Phylum (Cycadophyta) of primitive palm-like shrubs and trees that grow in tropical and subtropical regions. Although they are gymnosperms, they have feathery palm- or fern-like leaves (poisonous in most species) at the top of stout (usually unbranched) stems. In addition to their main roots, they also have special roots containing cyanobacteria that carry out nitrogen fixation. These plants first flourished c.225 million years ago. Most of the 100 or so surviving species are less than 6m (20ft) tall.

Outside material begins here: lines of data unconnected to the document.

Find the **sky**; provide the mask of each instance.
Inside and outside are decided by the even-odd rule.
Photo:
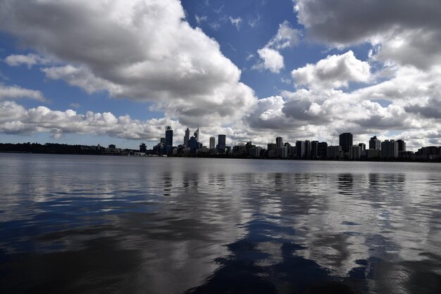
[[[0,143],[441,145],[440,0],[0,0]]]

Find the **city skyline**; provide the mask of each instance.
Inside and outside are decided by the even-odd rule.
[[[111,2],[0,0],[0,142],[441,145],[437,0]]]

Summary Article: cycad from The Columbia Encyclopedia

(sī'kăd), any plant of the order Cycadales, tropical and subtropical palmlike evergreens. The cycads, ginkgoes, and conifers comprise the three major orders of gymnosperms, or cone-bearing plants (see cone and plant). The cycads first appeared in the Permian period. They are the most primitive of the living seed-bearing plants and in many ways resemble the ferns. Some have tuberous underground stems, with the crown of leathery, glossy, fernlike leaves springing from ground level; others have a columnar stem, usually 6 to 10 ft (1.8–3.1 m) high (though the corcho of Cuba reaches 30 ft/9.1 m), and are often mistaken for palms. There are 11 genera composed of less than 150 species, some found in very restricted areas. Many cycads (e.g., the fern palm of the Old World tropics and the nut palm of Australia) bear poisonous nutlike seeds. The pith of the coontie (Zamia floridana) yields a starch called Florida arrowroot or sago; the coontie is often called sago palm. Cycads are grown as ornamentals in warm regions and in greenhouses. The cycads are classified in the division Pinophyta, class Cycadopsida.